When I have more time to sit and ponder the unfathomable mysteries of the universe, I’ll try and figure out exactly why The Happening annoyed the crap out of me infinitely more than Sunshine. It might take a while to list everything, so I won’t get into it now.
The world which these films inhabit is an important issue which I completely forgot to mention, though. Star Trek is obviously set in the Star Trek universe, and that’s a world where you expect a few things that don’t make much sense if you think about them too hard, like the Holodeck and the uncannily humanoid English-speaking aliens. So they seem to get away with it, just like cartoons get away with a lot of cartoon-rules stuff and it’s fine. There’s presumed to be some sort of internal logic and overall sensible ordering of things there, which is more than can be said of The Happening.
I think a great deal of it is about a contract between the audience and the filmmaker – you will completely buy the world of Dr Who for example, even though it is vastly implausible, because it’s understood that it will be vastly implausible.
So, if a filmmaker sets up a where the rules are more realistic, then i think it is the right of the audience to be a lot more critical of the breaking of them.
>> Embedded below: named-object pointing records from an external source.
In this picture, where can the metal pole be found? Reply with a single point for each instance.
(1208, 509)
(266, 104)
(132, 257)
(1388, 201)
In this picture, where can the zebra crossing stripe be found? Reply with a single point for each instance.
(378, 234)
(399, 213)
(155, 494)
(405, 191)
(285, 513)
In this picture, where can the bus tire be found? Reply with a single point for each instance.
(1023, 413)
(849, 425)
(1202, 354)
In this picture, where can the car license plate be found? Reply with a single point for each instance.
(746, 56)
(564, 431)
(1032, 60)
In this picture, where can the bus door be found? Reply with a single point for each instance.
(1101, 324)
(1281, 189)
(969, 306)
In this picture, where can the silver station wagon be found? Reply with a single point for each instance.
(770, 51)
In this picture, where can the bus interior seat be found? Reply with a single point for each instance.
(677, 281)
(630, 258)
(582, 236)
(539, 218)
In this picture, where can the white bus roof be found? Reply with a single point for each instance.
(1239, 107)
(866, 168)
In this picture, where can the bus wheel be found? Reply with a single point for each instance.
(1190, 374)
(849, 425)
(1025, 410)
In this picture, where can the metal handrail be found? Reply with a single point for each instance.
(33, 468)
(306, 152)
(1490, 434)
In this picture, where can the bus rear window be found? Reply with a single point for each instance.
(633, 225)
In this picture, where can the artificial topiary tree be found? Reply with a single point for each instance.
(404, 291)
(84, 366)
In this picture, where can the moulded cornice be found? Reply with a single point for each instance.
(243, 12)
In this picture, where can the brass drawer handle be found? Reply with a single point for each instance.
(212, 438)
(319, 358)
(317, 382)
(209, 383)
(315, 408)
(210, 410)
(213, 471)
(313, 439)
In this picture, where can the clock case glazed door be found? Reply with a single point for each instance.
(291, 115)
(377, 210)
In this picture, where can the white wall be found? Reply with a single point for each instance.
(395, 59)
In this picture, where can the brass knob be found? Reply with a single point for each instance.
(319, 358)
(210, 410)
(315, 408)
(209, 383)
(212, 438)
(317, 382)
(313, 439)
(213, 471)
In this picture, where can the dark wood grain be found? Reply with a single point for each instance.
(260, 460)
I once had lunch with a couple of friends, one a director of plays and the other an uber-geek. The director asked the geek’s advice for an up-coming play. It seems the play needed to have some computer hardware (routers, modems and such) visible on stage. The director asked the geek if he would be willing to help out with the specifics. The geek’s (thoroughly correct) response? “Just put some flashing lights on stage. 99.9% of your audience won’t know the difference.”
My point? Simply this: how come most people can’t tell the difference between random flashing lights and a router (an item most people have in their own homes), but so many not only know that there shouldn’t be sound in a vacuum, but even go so far as to get pissed off when a movie depicts sound in a vacuum?
@Terry: Well, for a start audiences have have several decades to understand the concept of a vacuum not transmitting sound, but modems and routers are relatively recent. For example, you couldn’t make a realistic film about the Moon where there were forests and creatures with bat-like wings, even though once upon a time people might have bought that.
But aside from that, technical gadgets have a fair bit of leeway, especially if you’re dealing with things in the not-near future (although they can date fast – look at Blade Runner – the flying cars were cool when it was released, but they look a bit stupid now).
One of my pet peeves (and something I’m asked to do often) is beeps and bloops when computers do things – everybody knows that most of the time cursors don’t ‘beep’ when they blink, but you see that all the time. This is particularly egregious because these kind of operations don’t make noises specifically because they’d annoy the crap out of you if they did it continually.
And let’s not mention daft things like Jeff Goldblum being able to upload a virus into a completely alien computer in Independence Day. I can’t imagine how anyone went with that one – personally, I almost choked on my popcorn.